The simulations also provide insight into how the sequences that the system produces are linked to the potential behaviors of the system and how these change with different configurations and in dynamic, unstructured environments. These results not only demonstrate that robust, directed locomotion in soft robots can emerge entirely from local environmental interactions but also show the profound link between the coordination strategy and the body morphology. They also illustrate the dynamic nature of the learning process as it adapts to changing, partially observable environments.
While the work mentioned above focuses on reducing the hardware and complexity of algorithms needed to coordinate the sequences of movements starting from random behaviors, it still requires many electronic components to make the individual modules. Therefore, we next aim to embody sequences without relying on electronics, by harnessing soft fluidic circuits with integrated magnetic components. By designing a fluidic relaxation oscillator that produces an oscillating output for a fixed input flow, we can encode the rhythmic inflation-deflation cycles into a single component. We implement directional air-driven coupling between the relaxation oscillators to emulate biological central pattern generators, orchestrating the rhythmic motions without electronics. By altering the fluidic coupling between them, we demonstrate rapid and reversible reprogramming of the oscillation sequences and timings. Such physically embodied control paves the way for soft robotic systems equipped with decentralized locomotion primitives, eliminating dependence on complex electronics and centralized controllers.
Lastly, the approaches above start with predetermined morphologies, whereas natural organisms demonstrate how body morphology and embodied computation evolve synergistically over longer time scales. Inspired by this co-evolutionary principle, we simulate coupled oscillator networks as mentioned above, integrated within evolving soft robotic morphologies. We show that oscillator networks with minimal complexity (number of oscillators and number of connections), when co-designed with the body morphology, can enable robots to transition spontaneously between distinct behaviors, such as climbing or running, in response to environmental feedback.
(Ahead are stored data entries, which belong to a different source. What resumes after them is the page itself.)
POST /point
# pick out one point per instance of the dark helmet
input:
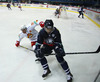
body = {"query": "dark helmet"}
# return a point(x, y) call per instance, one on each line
point(48, 23)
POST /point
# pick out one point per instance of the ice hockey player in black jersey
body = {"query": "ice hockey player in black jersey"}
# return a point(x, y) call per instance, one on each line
point(49, 38)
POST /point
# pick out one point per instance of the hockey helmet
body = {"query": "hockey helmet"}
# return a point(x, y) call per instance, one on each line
point(49, 24)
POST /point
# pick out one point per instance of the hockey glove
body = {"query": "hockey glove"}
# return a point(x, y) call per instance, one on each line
point(38, 53)
point(17, 43)
point(59, 50)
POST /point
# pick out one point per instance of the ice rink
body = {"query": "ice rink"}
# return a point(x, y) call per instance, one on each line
point(18, 64)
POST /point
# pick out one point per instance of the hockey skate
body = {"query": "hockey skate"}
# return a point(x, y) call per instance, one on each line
point(70, 78)
point(46, 73)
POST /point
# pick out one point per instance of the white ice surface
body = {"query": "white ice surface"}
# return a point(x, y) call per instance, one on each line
point(18, 64)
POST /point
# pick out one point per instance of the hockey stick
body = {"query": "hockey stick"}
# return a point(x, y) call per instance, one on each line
point(97, 51)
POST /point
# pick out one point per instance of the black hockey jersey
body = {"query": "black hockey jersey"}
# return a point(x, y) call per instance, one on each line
point(49, 39)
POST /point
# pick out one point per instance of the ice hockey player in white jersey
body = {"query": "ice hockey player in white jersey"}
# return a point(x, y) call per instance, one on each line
point(30, 32)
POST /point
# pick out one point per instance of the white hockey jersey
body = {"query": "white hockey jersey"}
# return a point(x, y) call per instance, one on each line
point(31, 33)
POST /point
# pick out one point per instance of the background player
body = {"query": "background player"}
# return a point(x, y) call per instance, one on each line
point(29, 32)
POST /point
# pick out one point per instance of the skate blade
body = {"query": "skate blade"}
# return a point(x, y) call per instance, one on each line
point(44, 78)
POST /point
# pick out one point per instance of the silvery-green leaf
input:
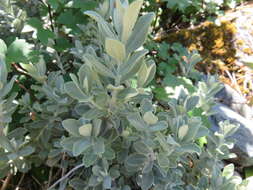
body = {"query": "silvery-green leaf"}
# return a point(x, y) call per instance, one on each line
point(142, 147)
point(129, 68)
point(109, 153)
point(190, 148)
point(7, 88)
point(67, 143)
point(228, 171)
point(5, 143)
point(96, 127)
point(75, 92)
point(163, 160)
point(72, 126)
point(26, 151)
point(194, 124)
point(137, 122)
point(203, 131)
point(100, 68)
point(89, 158)
point(127, 94)
point(148, 166)
point(182, 131)
point(85, 130)
point(3, 49)
point(147, 180)
point(159, 126)
point(115, 49)
point(150, 118)
point(107, 31)
point(118, 14)
point(3, 71)
point(107, 182)
point(99, 146)
point(94, 113)
point(228, 128)
point(139, 33)
point(135, 160)
point(191, 103)
point(80, 146)
point(130, 18)
point(146, 73)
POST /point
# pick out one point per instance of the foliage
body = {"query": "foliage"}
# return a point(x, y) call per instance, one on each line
point(100, 120)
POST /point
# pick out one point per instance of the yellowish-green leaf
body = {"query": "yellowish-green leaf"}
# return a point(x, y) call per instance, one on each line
point(115, 49)
point(150, 118)
point(85, 130)
point(130, 18)
point(182, 131)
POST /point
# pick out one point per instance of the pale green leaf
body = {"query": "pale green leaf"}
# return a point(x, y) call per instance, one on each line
point(72, 126)
point(129, 19)
point(115, 49)
point(139, 33)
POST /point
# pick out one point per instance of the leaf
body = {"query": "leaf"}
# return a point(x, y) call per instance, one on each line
point(75, 92)
point(147, 180)
point(67, 143)
point(72, 126)
point(150, 118)
point(146, 74)
point(142, 148)
point(107, 183)
point(115, 49)
point(163, 160)
point(80, 146)
point(137, 122)
point(228, 171)
point(191, 103)
point(85, 130)
point(3, 49)
point(19, 51)
point(26, 151)
point(104, 26)
point(129, 68)
point(99, 147)
point(161, 125)
point(89, 157)
point(3, 72)
point(190, 148)
point(99, 67)
point(135, 160)
point(129, 19)
point(182, 131)
point(139, 33)
point(5, 143)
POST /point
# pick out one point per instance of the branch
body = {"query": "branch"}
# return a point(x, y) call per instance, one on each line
point(66, 176)
point(6, 182)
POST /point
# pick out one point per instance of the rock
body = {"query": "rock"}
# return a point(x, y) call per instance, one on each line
point(244, 135)
point(235, 101)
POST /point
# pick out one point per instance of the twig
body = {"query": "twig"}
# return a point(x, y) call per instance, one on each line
point(6, 182)
point(66, 176)
point(20, 181)
point(50, 177)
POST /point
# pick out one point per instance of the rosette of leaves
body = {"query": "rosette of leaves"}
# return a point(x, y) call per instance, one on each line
point(115, 131)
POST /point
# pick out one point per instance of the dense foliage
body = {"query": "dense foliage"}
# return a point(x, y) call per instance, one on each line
point(83, 107)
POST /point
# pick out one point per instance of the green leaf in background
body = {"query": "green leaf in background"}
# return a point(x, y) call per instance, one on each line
point(19, 51)
point(72, 126)
point(42, 34)
point(115, 49)
point(3, 49)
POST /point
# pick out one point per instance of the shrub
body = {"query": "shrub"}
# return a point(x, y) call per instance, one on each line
point(100, 120)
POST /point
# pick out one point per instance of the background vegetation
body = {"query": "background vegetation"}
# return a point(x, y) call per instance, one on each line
point(89, 100)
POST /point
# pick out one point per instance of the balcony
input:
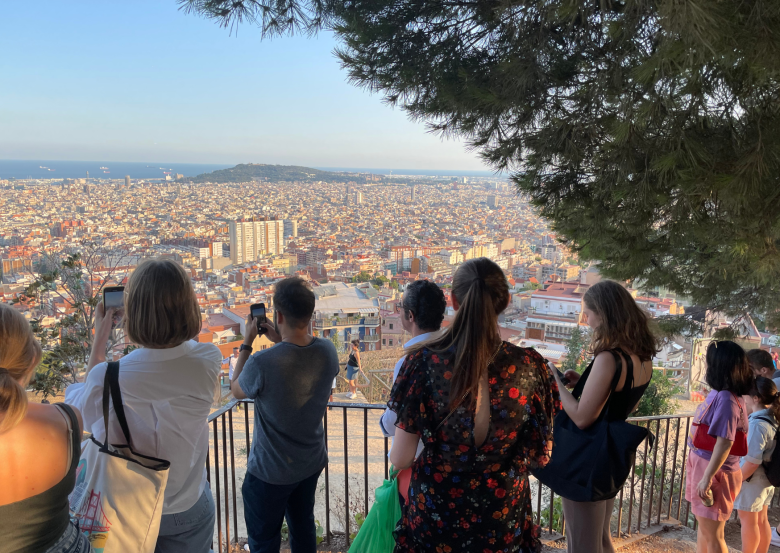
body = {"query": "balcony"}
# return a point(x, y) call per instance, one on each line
point(556, 314)
point(358, 463)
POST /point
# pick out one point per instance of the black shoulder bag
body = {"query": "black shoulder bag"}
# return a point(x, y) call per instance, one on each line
point(594, 463)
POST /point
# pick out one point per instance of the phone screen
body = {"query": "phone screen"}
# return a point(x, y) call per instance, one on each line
point(258, 313)
point(114, 299)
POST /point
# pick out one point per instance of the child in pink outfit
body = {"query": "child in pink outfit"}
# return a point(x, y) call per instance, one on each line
point(717, 471)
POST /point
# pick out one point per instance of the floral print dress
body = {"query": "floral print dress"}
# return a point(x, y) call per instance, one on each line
point(464, 498)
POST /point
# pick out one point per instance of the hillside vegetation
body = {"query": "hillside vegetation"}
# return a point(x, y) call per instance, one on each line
point(247, 172)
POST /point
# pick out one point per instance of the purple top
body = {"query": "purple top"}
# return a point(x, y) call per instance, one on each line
point(725, 416)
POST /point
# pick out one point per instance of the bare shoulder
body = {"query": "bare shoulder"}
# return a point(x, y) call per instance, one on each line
point(604, 362)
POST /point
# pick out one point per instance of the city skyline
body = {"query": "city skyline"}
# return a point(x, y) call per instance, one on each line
point(145, 81)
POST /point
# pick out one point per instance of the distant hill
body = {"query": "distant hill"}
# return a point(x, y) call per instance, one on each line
point(246, 172)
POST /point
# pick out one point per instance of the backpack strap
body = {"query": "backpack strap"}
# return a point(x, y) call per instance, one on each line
point(74, 452)
point(112, 394)
point(772, 423)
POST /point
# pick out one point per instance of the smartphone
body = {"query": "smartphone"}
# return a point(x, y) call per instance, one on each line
point(113, 296)
point(564, 380)
point(257, 310)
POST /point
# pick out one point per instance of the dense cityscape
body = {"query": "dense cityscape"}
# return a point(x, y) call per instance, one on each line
point(367, 234)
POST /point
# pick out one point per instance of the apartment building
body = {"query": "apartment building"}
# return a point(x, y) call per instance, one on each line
point(250, 239)
point(349, 311)
point(555, 311)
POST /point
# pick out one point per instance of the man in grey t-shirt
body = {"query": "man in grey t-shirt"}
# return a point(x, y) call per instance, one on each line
point(290, 384)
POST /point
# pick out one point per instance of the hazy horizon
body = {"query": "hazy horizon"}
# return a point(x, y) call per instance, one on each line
point(113, 169)
point(143, 80)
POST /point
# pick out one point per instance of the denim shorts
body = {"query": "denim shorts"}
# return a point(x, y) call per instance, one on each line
point(72, 541)
point(351, 372)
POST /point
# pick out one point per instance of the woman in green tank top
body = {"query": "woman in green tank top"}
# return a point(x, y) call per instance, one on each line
point(39, 453)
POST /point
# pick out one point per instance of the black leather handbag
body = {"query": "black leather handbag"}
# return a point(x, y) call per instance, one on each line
point(594, 463)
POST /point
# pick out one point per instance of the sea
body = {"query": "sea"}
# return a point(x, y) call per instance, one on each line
point(418, 172)
point(53, 169)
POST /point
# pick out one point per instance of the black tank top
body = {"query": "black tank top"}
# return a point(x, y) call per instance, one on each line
point(622, 402)
point(34, 524)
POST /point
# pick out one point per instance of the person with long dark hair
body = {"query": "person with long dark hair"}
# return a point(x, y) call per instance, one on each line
point(713, 477)
point(618, 325)
point(755, 496)
point(484, 410)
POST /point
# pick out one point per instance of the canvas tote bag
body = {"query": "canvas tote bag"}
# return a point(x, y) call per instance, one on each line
point(118, 496)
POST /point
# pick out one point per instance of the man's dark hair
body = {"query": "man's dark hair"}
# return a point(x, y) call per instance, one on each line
point(295, 300)
point(760, 359)
point(728, 369)
point(426, 300)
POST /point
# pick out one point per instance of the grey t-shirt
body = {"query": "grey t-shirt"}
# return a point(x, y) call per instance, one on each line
point(290, 385)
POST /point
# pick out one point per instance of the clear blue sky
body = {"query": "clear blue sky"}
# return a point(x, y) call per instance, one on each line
point(139, 80)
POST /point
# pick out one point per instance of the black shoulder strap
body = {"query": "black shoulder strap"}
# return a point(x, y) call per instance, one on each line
point(111, 386)
point(629, 383)
point(771, 422)
point(615, 382)
point(618, 370)
point(75, 434)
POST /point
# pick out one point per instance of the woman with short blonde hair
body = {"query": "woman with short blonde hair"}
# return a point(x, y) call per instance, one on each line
point(168, 386)
point(39, 452)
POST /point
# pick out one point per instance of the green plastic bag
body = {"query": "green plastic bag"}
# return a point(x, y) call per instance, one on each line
point(376, 533)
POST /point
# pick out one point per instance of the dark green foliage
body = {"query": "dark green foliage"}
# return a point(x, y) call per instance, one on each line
point(76, 279)
point(644, 130)
point(274, 173)
point(48, 379)
point(658, 399)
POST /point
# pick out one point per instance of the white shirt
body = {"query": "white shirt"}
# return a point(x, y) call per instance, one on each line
point(167, 395)
point(388, 418)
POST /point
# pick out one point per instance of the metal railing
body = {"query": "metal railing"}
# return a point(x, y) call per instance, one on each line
point(653, 493)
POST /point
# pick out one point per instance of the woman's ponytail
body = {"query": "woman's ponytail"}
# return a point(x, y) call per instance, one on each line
point(13, 401)
point(766, 391)
point(20, 353)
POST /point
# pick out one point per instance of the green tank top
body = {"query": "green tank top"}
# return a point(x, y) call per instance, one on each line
point(34, 524)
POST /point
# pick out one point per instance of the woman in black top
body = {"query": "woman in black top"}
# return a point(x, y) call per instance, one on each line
point(618, 325)
point(353, 366)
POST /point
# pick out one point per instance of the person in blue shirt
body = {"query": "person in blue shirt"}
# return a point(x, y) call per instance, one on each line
point(423, 306)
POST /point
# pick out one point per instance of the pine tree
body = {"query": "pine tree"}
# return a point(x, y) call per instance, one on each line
point(644, 130)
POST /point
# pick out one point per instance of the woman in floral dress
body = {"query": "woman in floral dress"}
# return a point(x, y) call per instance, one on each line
point(484, 411)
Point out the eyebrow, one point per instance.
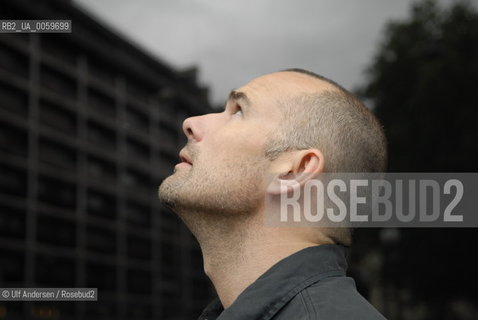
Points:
(239, 96)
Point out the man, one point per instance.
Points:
(280, 124)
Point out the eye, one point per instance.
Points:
(237, 110)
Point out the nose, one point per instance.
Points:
(195, 128)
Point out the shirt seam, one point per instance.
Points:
(276, 306)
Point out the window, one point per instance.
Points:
(56, 231)
(100, 168)
(13, 61)
(13, 100)
(57, 118)
(101, 240)
(56, 192)
(58, 82)
(137, 119)
(138, 247)
(12, 222)
(13, 181)
(56, 154)
(101, 204)
(13, 140)
(55, 271)
(101, 136)
(101, 103)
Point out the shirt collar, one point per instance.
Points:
(278, 285)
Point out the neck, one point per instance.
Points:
(236, 253)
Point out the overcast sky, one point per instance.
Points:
(234, 41)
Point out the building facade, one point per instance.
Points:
(89, 126)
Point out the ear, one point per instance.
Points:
(296, 169)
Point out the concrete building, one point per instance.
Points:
(89, 126)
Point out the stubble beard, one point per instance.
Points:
(213, 190)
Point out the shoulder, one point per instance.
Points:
(331, 298)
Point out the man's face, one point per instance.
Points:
(224, 164)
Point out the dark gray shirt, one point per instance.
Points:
(309, 284)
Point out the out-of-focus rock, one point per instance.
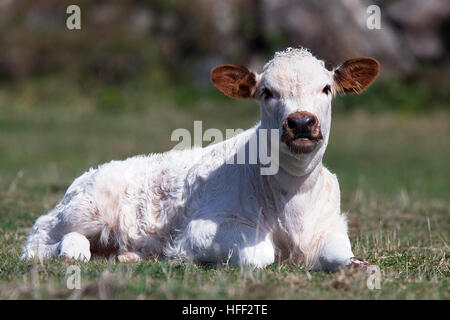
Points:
(420, 22)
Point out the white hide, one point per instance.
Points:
(191, 205)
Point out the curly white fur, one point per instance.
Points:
(192, 205)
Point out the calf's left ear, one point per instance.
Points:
(356, 75)
(234, 81)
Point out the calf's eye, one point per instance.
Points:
(267, 94)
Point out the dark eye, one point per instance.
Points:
(267, 94)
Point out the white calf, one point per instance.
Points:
(193, 205)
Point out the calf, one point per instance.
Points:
(196, 206)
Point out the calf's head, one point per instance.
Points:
(295, 92)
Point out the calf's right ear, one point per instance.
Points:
(234, 81)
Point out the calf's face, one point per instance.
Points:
(295, 92)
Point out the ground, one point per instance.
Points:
(395, 182)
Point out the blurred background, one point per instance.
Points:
(137, 70)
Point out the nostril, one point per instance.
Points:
(310, 121)
(292, 123)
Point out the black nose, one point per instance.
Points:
(301, 126)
These findings emphasize how thoughtful morphological and feedback co-design can embed rich, context-specific behaviors into relatively simple physical structures.
Collectively, this work contributes to the broader vision of autonomous soft robots with distributed intelligence, where sophisticated, goal-directed behaviors emerge from the continuous interplay of body and environment rather than explicit centralized command. These results, using embodied computation, pave the way towards soft robots that harness their mechanical intelligence to complete tasks autonomously in real-world scenarios.